Evaluating Gender Bias in Natural Language Inference
This work addresses ethical concerns in NLP by evaluating gender bias in NLI models, which is an incremental step in detection and evaluation methods.
The authors tackled the problem of gender bias in natural language inference by proposing an evaluation methodology using a challenge task with gender-neutral premises and gender-specific hypotheses, finding that three state-of-the-art models (BERT, RoBERTa, BART) are significantly prone to gender-induced prediction errors, and that debiasing techniques like dataset augmentation can reduce bias in some cases.

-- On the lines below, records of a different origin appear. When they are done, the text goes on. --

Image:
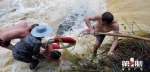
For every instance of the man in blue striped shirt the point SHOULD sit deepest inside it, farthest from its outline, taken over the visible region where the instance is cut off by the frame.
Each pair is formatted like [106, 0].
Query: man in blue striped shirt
[30, 46]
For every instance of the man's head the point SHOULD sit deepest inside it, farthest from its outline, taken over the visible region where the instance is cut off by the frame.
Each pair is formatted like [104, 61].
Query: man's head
[33, 26]
[107, 17]
[55, 55]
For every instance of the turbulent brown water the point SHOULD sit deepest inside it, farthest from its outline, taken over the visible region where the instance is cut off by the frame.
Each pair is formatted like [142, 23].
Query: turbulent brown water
[70, 14]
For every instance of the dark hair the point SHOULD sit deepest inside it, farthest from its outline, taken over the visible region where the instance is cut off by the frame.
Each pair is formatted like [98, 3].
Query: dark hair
[33, 26]
[108, 17]
[55, 55]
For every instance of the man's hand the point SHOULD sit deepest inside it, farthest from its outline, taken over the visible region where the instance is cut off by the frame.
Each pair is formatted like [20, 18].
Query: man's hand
[110, 53]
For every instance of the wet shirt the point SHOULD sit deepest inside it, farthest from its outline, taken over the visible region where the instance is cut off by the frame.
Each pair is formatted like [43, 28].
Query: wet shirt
[28, 47]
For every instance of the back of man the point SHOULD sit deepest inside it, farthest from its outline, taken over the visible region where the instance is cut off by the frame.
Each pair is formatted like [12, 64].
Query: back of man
[26, 48]
[17, 31]
[105, 23]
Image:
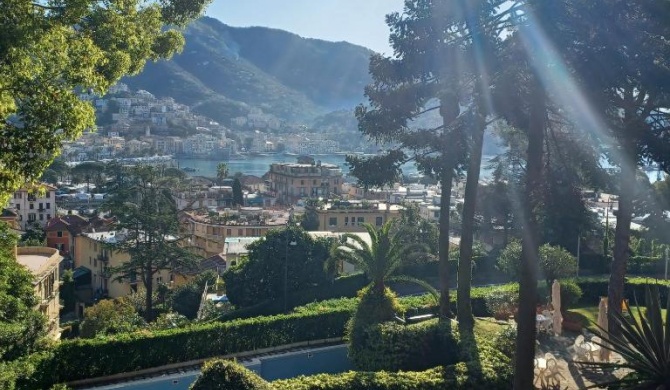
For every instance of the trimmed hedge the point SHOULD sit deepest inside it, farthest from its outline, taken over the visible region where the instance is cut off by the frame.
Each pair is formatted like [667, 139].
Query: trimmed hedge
[344, 286]
[90, 358]
[392, 347]
[222, 374]
[491, 371]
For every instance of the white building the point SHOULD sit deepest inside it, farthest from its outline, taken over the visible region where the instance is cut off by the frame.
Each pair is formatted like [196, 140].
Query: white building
[34, 206]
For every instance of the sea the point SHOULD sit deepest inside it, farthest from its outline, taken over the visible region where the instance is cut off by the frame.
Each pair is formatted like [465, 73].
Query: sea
[258, 165]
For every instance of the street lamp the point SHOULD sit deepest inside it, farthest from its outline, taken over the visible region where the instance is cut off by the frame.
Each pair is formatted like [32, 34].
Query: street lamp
[293, 243]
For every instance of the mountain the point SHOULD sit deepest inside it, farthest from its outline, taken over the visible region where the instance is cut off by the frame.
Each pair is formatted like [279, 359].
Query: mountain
[225, 72]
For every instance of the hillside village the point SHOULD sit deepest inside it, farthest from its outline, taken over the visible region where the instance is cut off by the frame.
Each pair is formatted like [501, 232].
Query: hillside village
[195, 206]
[137, 124]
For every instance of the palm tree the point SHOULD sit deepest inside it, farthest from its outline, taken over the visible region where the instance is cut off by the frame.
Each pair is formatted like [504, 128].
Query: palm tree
[380, 258]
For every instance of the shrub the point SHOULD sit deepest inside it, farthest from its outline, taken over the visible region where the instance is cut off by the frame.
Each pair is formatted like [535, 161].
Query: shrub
[392, 347]
[375, 306]
[222, 374]
[502, 303]
[491, 371]
[505, 340]
[136, 351]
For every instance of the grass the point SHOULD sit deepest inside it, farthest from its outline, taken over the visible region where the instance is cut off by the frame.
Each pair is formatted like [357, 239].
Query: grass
[588, 315]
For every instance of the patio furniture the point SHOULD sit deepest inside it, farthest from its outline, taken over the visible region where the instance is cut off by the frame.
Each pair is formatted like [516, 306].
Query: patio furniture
[552, 370]
[540, 369]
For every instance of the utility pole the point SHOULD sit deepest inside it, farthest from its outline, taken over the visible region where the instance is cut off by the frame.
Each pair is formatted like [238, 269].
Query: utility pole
[667, 255]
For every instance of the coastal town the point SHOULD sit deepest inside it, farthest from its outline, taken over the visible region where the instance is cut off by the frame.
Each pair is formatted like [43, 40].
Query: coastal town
[475, 195]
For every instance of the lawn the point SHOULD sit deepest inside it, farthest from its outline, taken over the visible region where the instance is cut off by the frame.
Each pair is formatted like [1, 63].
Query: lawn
[588, 315]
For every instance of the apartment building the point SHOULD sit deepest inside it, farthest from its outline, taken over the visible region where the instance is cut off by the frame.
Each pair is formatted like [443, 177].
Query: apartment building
[44, 264]
[34, 205]
[349, 216]
[290, 181]
[209, 232]
[93, 261]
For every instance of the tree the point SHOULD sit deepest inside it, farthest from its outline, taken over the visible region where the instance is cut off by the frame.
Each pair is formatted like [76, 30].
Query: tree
[238, 196]
[110, 317]
[221, 172]
[631, 96]
[381, 258]
[288, 258]
[50, 52]
[88, 171]
[185, 299]
[555, 262]
[146, 213]
[419, 81]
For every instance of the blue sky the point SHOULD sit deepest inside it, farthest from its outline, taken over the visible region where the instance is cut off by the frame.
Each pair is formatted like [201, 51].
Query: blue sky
[356, 21]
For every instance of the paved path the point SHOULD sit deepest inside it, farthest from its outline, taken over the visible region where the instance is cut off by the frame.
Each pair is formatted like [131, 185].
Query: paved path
[572, 374]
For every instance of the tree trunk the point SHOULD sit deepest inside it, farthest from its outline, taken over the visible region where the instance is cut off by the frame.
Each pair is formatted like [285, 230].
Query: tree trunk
[526, 333]
[464, 306]
[446, 179]
[149, 287]
[621, 240]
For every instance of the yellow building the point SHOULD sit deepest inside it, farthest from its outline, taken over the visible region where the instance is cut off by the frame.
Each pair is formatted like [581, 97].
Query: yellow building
[290, 182]
[93, 261]
[210, 231]
[349, 216]
[43, 263]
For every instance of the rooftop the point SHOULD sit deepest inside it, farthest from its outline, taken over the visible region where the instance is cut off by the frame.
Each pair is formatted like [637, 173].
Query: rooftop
[37, 259]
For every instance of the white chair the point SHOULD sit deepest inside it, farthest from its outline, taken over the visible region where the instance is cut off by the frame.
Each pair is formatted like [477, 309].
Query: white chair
[553, 370]
[582, 349]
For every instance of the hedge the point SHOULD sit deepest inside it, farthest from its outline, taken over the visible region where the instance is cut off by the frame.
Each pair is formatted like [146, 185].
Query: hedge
[492, 370]
[344, 286]
[89, 358]
[392, 347]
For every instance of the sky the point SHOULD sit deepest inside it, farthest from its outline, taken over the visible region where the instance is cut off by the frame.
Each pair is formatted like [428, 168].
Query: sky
[356, 21]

Gender-bias stereotypes have recently raised significant ethical concerns in natural language processing. However, progress in detection and evaluation of gender bias in natural language understanding through inference is limited and requires further investigation. In this work, we propose an evaluation methodology to measure these biases by constructing a challenge task that involves pairing gender-neutral premises against a gender-specific hypothesis. We use our challenge task to investigate state-of-the-art NLI models on the presence of gender stereotypes using occupations. Our findings suggest that three models (BERT, RoBERTa, BART) trained on MNLI and SNLI datasets are significantly prone to gender-induced prediction errors. We also find that debiasing techniques such as augmenting the training dataset to ensure a gender-balanced dataset can help reduce such bias in certain cases.